The tri-vergence of 1) the Chicken Little factor, 2) increased unrest in Yemen (in fact, one day after Fahd al-Quso, a senior al-Qaeda leader in Yemen, was killed by a US drone strike), and 3) the one-year anniversary of Osama's death (read: part of Obama's attempt to make his counterterrorism accomplishments a central campaign issue)--and the fact that the FBI said the last underwear bomber "never posed a threat to public safety"--cast doubt.
The only thing missing this time is a named suspect and an upgrade in the color-coded terrorist threat alert. What won't be missing is more body-scanners (Sen. Dianne Feinstein already said this new bomb is "very difficult to detect by magnetometer") and inconvenience at airports. Since the shoe-bomber resulted in everyone having to remove their shoes, I fear this new underwear bomb will result in passengers having to go commando.
The Chicken Little folktale--where chick that tells everyone, "The sky is falling!" tot he point that no one believes his hysterical belief that disaster is imminent. At least in Chicken Little's case, his paranoia is based on a mistaken belief because an acorn dropped on his head.

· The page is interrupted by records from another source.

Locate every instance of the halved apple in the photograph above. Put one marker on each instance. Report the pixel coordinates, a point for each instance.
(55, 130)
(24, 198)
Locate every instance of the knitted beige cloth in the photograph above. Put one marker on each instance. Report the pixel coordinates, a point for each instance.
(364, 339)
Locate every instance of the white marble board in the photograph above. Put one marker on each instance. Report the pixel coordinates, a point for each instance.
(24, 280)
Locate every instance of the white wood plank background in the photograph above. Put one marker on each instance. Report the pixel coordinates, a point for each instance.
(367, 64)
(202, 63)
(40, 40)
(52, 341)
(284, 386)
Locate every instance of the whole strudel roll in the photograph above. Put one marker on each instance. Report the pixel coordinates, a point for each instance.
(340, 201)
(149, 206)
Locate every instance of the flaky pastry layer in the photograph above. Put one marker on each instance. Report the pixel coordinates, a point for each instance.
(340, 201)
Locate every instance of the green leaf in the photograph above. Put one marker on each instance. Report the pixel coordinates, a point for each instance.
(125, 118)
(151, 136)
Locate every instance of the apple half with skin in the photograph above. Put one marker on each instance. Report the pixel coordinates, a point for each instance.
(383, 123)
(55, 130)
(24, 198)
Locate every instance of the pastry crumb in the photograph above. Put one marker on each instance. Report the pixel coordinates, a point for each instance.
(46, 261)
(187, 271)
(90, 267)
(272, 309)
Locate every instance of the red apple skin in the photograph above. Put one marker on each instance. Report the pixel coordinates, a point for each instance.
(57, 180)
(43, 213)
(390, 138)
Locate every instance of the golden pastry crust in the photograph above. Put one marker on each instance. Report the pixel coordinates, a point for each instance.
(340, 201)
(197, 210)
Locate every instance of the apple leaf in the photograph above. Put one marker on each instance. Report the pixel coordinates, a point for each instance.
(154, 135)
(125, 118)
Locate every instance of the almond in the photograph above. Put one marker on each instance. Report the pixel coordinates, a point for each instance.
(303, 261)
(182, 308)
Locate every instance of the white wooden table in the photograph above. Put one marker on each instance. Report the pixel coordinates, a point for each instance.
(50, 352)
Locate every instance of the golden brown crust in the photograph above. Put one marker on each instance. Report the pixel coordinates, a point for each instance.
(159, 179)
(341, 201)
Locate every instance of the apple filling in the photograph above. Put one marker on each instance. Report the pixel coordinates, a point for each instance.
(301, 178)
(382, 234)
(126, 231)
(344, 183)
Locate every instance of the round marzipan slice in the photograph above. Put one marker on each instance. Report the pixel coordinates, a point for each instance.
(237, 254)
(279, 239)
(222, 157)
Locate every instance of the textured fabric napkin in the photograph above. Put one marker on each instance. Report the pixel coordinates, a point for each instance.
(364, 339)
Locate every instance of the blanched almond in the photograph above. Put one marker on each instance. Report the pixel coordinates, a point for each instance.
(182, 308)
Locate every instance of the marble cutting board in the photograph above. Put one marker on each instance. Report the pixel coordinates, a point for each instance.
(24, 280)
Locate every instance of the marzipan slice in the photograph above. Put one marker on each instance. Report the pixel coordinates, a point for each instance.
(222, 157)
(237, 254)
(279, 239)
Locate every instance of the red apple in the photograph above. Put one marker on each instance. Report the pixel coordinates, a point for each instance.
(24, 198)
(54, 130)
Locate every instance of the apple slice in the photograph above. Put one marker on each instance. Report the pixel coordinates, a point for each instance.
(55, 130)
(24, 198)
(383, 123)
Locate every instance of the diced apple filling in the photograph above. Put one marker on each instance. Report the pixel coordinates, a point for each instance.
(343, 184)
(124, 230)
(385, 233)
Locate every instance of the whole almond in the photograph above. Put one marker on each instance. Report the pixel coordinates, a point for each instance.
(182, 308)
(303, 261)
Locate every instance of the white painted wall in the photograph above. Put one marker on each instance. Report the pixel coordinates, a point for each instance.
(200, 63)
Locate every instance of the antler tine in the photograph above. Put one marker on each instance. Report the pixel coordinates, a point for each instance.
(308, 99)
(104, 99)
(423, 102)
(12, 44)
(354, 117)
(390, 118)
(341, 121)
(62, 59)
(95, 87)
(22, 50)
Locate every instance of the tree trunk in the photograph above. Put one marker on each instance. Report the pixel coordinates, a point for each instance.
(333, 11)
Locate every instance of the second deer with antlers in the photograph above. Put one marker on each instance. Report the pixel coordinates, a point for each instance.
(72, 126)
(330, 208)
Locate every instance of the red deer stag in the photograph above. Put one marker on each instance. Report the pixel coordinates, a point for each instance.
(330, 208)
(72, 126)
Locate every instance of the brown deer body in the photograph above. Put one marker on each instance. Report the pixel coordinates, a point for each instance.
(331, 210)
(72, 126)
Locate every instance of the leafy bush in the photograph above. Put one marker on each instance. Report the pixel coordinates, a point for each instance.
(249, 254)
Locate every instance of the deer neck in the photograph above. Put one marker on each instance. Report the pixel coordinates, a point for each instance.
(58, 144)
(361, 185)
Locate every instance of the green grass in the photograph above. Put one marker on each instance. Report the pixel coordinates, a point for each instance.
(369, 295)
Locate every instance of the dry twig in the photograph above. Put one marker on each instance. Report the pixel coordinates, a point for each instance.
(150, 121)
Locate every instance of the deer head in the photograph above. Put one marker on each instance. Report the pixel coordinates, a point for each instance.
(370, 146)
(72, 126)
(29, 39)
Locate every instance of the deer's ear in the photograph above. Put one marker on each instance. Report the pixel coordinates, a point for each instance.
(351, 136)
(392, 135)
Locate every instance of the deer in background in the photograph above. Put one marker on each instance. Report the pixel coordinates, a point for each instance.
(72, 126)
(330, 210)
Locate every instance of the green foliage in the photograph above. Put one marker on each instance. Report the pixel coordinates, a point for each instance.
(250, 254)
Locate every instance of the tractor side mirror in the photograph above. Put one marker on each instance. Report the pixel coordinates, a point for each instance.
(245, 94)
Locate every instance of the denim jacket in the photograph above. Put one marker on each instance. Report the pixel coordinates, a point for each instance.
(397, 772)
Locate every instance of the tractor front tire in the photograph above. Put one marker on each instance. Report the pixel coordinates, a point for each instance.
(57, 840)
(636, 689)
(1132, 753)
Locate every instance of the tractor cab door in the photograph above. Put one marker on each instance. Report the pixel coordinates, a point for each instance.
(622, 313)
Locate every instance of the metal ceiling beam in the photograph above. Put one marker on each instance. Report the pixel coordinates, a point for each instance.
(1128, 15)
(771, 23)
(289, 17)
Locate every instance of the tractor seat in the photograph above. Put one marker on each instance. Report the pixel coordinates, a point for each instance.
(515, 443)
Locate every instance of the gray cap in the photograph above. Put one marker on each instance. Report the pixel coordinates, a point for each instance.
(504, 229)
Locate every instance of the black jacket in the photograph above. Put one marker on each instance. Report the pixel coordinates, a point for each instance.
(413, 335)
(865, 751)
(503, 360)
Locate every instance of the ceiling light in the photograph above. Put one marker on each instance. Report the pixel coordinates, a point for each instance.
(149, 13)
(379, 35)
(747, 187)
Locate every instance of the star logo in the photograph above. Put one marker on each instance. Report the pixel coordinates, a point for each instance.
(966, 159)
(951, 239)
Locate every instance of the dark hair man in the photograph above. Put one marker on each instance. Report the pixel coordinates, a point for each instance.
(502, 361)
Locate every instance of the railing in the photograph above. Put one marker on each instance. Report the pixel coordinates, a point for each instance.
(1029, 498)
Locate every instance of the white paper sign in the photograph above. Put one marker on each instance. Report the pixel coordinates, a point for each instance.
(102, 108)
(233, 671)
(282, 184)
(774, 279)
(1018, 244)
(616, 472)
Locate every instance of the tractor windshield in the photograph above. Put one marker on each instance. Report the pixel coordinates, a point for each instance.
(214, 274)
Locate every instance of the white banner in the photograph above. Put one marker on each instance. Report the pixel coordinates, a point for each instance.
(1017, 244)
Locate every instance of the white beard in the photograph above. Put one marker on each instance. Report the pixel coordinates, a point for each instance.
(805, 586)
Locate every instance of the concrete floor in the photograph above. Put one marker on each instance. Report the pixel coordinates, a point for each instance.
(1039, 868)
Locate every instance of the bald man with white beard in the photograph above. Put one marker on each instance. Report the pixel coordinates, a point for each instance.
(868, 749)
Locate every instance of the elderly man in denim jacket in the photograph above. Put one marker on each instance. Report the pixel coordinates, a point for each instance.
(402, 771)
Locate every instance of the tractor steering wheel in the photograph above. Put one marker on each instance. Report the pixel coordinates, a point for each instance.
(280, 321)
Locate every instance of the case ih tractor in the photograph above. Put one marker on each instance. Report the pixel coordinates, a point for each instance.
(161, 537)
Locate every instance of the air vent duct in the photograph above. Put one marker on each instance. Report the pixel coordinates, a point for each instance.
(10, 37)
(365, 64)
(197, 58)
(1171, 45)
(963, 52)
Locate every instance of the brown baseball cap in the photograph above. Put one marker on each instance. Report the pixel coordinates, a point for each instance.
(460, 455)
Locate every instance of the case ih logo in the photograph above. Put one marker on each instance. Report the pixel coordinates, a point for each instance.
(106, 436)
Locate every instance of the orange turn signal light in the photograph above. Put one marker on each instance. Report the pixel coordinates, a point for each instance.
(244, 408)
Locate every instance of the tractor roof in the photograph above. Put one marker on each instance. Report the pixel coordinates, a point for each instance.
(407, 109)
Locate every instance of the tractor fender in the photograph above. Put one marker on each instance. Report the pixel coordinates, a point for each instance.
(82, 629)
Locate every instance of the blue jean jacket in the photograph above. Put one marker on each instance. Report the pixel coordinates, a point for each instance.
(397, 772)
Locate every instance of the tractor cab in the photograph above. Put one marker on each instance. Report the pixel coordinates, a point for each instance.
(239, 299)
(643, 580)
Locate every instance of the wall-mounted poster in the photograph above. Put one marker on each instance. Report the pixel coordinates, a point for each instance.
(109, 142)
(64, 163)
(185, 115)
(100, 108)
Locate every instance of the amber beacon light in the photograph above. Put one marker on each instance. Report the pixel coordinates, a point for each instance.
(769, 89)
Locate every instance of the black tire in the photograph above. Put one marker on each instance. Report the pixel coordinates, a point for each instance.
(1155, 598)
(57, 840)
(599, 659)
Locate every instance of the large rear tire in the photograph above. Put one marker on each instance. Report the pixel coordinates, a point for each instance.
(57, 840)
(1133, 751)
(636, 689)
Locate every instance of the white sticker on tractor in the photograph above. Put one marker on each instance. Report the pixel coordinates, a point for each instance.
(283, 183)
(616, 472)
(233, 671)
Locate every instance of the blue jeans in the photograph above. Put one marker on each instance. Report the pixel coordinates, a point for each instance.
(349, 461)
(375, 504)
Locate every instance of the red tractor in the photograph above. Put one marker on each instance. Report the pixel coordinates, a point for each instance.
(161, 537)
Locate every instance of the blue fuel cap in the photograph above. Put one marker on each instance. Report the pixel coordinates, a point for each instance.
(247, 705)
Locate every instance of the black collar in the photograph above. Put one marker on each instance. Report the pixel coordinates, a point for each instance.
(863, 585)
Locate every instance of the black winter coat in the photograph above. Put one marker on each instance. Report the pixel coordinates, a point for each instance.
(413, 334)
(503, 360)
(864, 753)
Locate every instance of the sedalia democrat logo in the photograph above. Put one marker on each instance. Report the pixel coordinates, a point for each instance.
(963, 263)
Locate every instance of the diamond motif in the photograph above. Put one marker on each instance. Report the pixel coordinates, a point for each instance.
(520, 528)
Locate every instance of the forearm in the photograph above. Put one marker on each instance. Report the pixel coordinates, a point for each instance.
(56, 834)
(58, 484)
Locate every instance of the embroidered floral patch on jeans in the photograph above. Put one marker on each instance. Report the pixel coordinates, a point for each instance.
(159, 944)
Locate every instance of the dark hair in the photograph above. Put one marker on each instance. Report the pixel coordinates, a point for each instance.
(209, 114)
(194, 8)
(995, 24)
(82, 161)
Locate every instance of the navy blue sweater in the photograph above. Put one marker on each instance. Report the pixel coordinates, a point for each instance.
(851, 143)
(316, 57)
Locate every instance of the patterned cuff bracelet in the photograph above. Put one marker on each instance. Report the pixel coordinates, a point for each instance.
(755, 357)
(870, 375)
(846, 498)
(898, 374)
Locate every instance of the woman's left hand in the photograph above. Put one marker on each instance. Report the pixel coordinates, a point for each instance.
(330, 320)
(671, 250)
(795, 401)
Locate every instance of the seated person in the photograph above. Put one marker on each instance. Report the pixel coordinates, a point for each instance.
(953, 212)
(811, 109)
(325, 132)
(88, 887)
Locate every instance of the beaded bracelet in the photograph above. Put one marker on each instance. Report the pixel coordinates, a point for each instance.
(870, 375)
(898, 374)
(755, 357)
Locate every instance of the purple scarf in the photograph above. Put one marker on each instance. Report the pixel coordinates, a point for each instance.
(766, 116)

With our government, quite the opposite. It knows that these are kernels that it blows up into helium balloons of fear.
Newspapers report the kernals as if they were fact. As with most mainstream New York Times of the New York Times proclaims on the front page:
The Central Intelligence Agency, working closely with foreign partners, thwarted a plot by the branch of Al Qaeda in Yemen (AQAP) to smuggle an experimental bomb aboard an airliner bound for the United States, intelligence officials said on Monday.
Once you read past the hyperbole, we learn 1) the bomb or its components were in transit when intercepted, 2) the device was not seized at an airport, and 3) al Qaeda had yet to target a specific flight. In other words, an al Qaeda affiliate in Yemen had yet to take steps to smuggle the explosive on board a plane, muchless even assemble it.
What many of the articles don't mention is that the timing of this latest terrorist plot coincides with a major escalation of our drone campaign in Yemen.
Too much propaganda and fear-mongering. Too little truth.